Ross Reels’ sparkling new Montrose factory speaks to the state of regional manufacturing

By Bart Taylor | Jun 09, 2019

To tour the new Ross Reels factory in Montrose is a bit surreal, as if you're looking at something that's not supposed to be there. So many voices have written off manufacturing, but here it is, one of Colorado's finest new manufacturing facilities, on the stunning Uncompahgre River because, of course, they make world-class fly-fishing gear. It's a lot to take in.

What may truly separate this facility, though, is the roadmap it provides for other communities. There's a model here, with lessons to be learned.

Whether others follow is an open question. Hosting a panel discussion with manufacturers at Grand Junction's first-ever West Slope Startup Week suggests that towns on the Western Slope of Colorado are still ambivalent about manufacturing.

But first, what Doug and Dave Dragoo, owners of Ross parent Mayfly Outdoors, have accomplished in Montrose is eye-opening. The Dragoos celebrated the official grand opening of the new building with employees and a couple hundred of local notables, pleased as they seem not only with the new physical space but with the city's support of the project and vision of a modern business cluster focused on the outdoor industry.

Manufacturing for two of fly-fishing's most respected brands -- Ross Reels and Abel Reels -- is now consolidated in Montrose at the Mayfly headquarters. It's part of the Colorado Outdoors development, with a plan that envisions an outdoor industry cluster of light manufacturing, along with new workforce housing, retail, logistics, and hospitality tenants. The end goal is to foster a destination for outdoor enthusiasts and new business and commerce from the region and around the world.

It's a vision shared by the private and public sector, and here, public action has meant the difference between idea and reality. The city has offset hard expenses on roads and infrastructure and provided financial incentives for incoming firms, but it's also a co-developer of the river assets and adjacent open space. Colorado Parks and Wildlife is partnering to improve an already spectacular fishery in Montrose's city limits. Overall, the development is a multi-institutional collaboration, with manufacturing jobs at its core.

If it sounds straightforward, or easy, it's not.

The type of willful pursuit of manufacturing jobs on display in Montrose runs headlong into economic and social barriers that frame the economic development conversation in other towns in western Colorado. One involves growth -- economic growth of any kind.
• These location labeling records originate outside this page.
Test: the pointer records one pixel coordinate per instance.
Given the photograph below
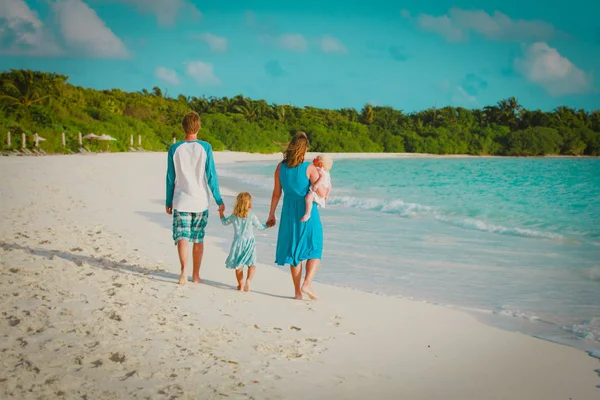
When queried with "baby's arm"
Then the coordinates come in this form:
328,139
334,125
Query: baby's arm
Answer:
320,180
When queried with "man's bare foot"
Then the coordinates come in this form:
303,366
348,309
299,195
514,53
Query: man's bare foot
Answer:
308,291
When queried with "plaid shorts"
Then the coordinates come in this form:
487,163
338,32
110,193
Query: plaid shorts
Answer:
189,226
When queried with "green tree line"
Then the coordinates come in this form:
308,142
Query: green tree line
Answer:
45,103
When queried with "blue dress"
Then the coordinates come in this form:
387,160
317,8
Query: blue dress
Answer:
243,249
297,241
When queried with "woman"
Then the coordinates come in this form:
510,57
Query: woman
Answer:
297,241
A strong anti-growth sentiment informs local and regional deliberations in tourism- and recreation-fueled communities like Durango, Telluride, and Steamboat Springs. One consequence is that building consensus around the idea of investing city and county resources in roads, infrastructure, and other new assets to recruit new manufacturing companies is often hard.
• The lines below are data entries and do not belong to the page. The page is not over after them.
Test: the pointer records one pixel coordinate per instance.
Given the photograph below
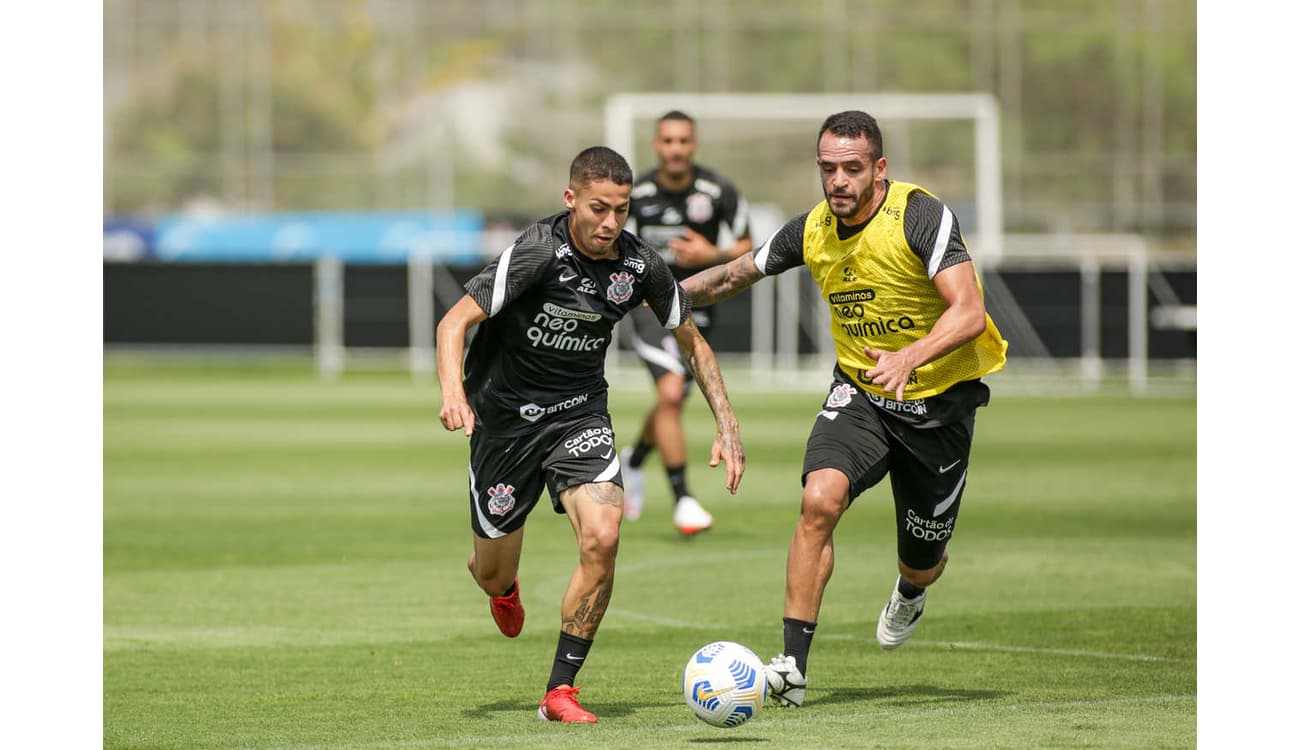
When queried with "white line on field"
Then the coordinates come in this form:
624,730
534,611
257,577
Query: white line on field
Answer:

To be fair, some communities have no interest in manufacturing, even outdoor industry- related manufacturing. They prefer stronger tourism and recreation service economies, or seek a place in the new technology economy, where Google campuses and tech startups, not light manufacturing clusters, dot the landscape. It's a worthy, modern goal.

In Grand Junction, this seems to be on the minds of some. But the Makers and Producers track in Techstars' first West Slope Startup Week points to the undercurrent of interest in the Grand Valley to combine a legacy of manufacturing with a tech-savvy future.
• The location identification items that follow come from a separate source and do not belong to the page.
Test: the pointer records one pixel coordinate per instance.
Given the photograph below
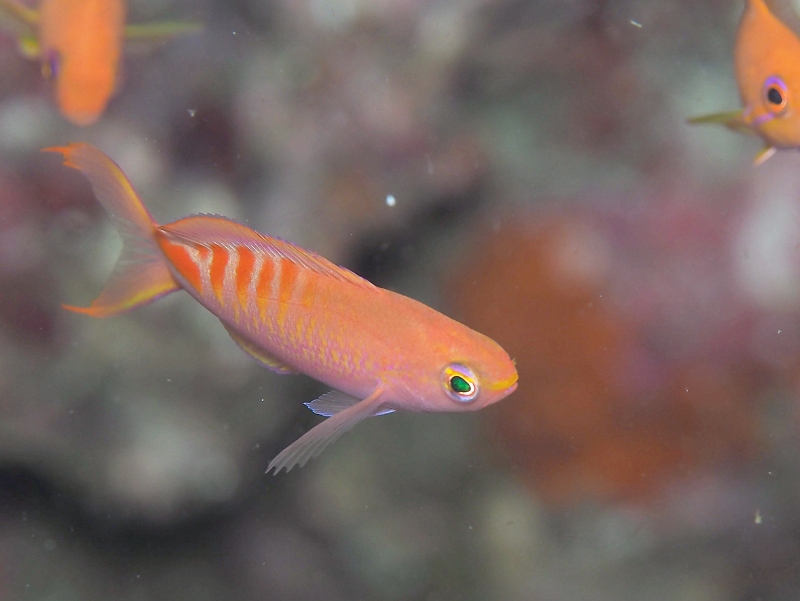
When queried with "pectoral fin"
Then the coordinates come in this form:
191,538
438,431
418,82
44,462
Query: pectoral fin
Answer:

In theory, it's a powerful combination. New manufacturing can be a breathtaking mix of technology, automation, and innovation. Industry clusters in the future will include companies flashing enabling software, automation, tech-driven logistics, and other advanced services. Alongside more advanced CNC shops and other new forms of prototyping and fabricating, these ‘centers of manufacturing excellence' will be the destination for future for brands and OEMs.

It won't happen by accident. A new development in Grand Junction, Riverfront at Los Colonias Park, promises similar outcomes as Colorado Outdoors. But how aggressive will the city be in offsetting the costs of roads and infrastructure, moves that are critical to attracting new companies? Is affordable housing and workforce development tuned to the needs of manufacturing brands? These and other questions seem open.

The stakes are enormous. An outdoor industry-focused commerce and manufacturing corridor, with major hubs in Grand Junction and Montrose, would put the region on the national map.

It's a vision the folks in Montrose have willed into reality. Who will be next?